In Indonesia, the Kijang replacement will have more refined, car-like ride quality, a more advanced Indonesian-made 2L petrol engine (instead of the current 1.8L unit) and the Thai 2.5L diesel. Along with improvements in the quality of components from suppliers, the next generation Kijang is expected to represent a major improvement in quality. So much so that PT Toyota Motor Manufacturing Indonesia refers to the replacement programme as the Global Quality (GQ) programme, to reflect a major shift towards international product standards. According to the company, the improvements in quality have been made throughout the vehicle and in the manufacturing process itself.


TMC has invested US$130m in refurbishing the Karawang plant, which ceased production of the Camry in April and of the Corolla and Soluna late last year. The Sunter plant will mostly be dedicated to engine assembly, both for export and domestic use, with a combined assembly capacity of 180,000 units per year. The plant will also continue to make the current Kijang pickup truck, which is smaller, cheaper and strictly used as a general purpose, local workhorse. The Hilux is also available, imported from Thailand, but it is more of a niche-purpose vehicle in this market.


The new Kijang will also be assembled in Malaysia, Philippines, Vietnam and South Africa and exported to some of the smaller markets in the region. It is unclear whether it will be made available in Thailand, given that Thailand will have the Sportsrider – an SUV model based on the same platform. But acceptance of the Avanza should help its cause. Toyota’s Indian company clearly wants to bring in the new model, but is also conscious of the cost.


Last year, around 110,000 Kijang models were assembled, including almost 75,000 in Indonesia and 35,000 overseas. Around 10,000 of these were pickup models, smaller and less refined than the Thai-made Hilux models.

Toyota is cautious about the prospects for the new model in Indonesia. Mr Trisanyoto, the director of marketing at Toyota Astra Motor, admits that with quality improvements, new engines and additional equipment, it will be difficult to keep the new vehicle in the current Kijang price segment. The segment is also coming under pressure at the lower end from the new compact utility vehicle sub-segment that the company itself has created with the Avanza model, and at the top end with the growing Availability of SUVs such as the Nissan X-trail.

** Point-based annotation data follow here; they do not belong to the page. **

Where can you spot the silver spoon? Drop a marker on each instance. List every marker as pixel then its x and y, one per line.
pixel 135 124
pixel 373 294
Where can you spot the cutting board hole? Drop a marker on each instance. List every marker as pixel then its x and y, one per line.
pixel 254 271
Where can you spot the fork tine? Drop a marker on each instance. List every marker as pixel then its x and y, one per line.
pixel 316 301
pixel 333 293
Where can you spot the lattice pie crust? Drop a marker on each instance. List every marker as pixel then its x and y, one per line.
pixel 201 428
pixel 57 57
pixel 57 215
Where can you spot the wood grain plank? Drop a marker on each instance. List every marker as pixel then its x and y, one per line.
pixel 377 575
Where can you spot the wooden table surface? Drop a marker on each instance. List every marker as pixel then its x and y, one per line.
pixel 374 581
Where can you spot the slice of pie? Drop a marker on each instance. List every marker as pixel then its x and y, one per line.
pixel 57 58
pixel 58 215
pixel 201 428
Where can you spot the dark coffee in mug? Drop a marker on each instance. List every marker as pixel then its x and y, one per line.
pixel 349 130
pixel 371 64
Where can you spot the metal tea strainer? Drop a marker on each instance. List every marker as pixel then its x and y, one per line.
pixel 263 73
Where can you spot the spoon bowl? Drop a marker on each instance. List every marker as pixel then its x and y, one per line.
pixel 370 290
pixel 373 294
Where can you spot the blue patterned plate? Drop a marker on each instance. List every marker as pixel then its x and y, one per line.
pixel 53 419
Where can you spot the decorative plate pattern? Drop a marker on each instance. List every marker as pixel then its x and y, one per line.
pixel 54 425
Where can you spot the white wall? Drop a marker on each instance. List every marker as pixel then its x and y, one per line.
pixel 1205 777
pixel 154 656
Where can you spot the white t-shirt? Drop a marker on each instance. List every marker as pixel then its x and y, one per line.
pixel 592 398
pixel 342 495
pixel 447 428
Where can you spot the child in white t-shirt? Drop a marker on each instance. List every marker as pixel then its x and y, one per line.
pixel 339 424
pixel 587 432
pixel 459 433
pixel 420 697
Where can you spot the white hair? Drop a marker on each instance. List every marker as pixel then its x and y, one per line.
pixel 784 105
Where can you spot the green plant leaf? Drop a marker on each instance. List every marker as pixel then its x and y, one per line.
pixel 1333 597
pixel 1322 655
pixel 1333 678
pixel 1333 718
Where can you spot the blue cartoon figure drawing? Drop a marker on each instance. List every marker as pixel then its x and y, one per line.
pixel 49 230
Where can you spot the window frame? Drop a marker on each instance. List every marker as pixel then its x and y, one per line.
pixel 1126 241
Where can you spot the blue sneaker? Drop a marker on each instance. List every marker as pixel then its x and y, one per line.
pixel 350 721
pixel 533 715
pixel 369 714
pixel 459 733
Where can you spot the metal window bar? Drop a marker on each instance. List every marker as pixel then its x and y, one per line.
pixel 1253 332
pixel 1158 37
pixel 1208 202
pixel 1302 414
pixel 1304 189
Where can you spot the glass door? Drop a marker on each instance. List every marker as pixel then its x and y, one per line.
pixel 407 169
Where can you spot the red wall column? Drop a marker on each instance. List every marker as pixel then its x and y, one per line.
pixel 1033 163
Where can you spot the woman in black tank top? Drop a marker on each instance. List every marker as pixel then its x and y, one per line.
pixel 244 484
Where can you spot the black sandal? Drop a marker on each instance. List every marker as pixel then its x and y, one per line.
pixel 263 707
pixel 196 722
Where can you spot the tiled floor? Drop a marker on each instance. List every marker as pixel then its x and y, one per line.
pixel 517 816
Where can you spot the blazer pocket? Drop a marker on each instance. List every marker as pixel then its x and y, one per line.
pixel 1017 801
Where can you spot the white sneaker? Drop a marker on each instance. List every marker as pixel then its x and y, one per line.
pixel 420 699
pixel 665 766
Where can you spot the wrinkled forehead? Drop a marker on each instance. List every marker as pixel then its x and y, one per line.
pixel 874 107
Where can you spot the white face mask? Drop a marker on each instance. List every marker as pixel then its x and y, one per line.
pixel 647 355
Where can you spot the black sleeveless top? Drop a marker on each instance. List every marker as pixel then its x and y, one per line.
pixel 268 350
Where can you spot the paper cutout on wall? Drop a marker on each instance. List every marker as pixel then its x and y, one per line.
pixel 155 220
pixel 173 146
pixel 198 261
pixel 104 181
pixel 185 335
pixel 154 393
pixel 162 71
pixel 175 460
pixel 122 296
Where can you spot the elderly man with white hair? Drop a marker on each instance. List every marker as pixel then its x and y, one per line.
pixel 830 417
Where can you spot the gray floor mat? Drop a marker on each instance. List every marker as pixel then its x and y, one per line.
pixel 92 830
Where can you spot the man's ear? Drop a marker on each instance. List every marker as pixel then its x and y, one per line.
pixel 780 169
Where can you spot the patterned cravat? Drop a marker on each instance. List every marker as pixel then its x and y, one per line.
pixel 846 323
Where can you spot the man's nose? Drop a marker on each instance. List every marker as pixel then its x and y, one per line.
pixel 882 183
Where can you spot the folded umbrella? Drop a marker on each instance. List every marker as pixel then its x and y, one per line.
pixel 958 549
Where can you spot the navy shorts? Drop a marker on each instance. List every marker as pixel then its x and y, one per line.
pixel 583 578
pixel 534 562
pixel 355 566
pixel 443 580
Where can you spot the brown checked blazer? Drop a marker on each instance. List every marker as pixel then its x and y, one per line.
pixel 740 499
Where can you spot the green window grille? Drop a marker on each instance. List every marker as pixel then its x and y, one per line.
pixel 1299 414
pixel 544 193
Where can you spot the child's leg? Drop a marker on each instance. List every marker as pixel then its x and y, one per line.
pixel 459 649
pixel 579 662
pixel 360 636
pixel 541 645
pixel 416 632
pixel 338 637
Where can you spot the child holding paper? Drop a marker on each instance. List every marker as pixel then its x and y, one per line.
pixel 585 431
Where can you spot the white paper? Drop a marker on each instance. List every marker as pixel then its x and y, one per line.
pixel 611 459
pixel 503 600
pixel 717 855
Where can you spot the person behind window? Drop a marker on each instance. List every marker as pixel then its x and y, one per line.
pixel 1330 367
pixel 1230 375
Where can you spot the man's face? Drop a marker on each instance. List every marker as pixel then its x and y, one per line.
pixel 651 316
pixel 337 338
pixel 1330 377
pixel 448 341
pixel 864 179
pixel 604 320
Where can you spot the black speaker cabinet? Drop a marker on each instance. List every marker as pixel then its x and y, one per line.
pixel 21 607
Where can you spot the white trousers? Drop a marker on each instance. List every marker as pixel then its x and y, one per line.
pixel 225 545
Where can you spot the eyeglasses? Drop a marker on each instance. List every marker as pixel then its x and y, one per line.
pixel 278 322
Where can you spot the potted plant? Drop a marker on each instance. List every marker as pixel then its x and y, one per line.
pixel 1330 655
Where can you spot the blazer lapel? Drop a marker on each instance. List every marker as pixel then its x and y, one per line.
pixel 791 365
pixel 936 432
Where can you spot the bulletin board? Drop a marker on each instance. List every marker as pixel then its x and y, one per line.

But the company’s head of marketing believes that there is still a distinct market segment for the Kijang, at least for the new generation model due out next month. He believes that domestic sales are likely to remain in the current 60,000-70,000-unit range annually, but that volumes are unlikely to grow in line with the overall vehicle market. Its competitors in this segment, such as Isuzu with its Panther model and Mitsubishi with the Kuda, are likely to find the going much tougher though.


Beyond the current generation, Indonesian market requirements are likely to have progressed further towards convergence with international standards. Provided that quality standards can be improved satisfactorily, the Kijang could become more of a global product.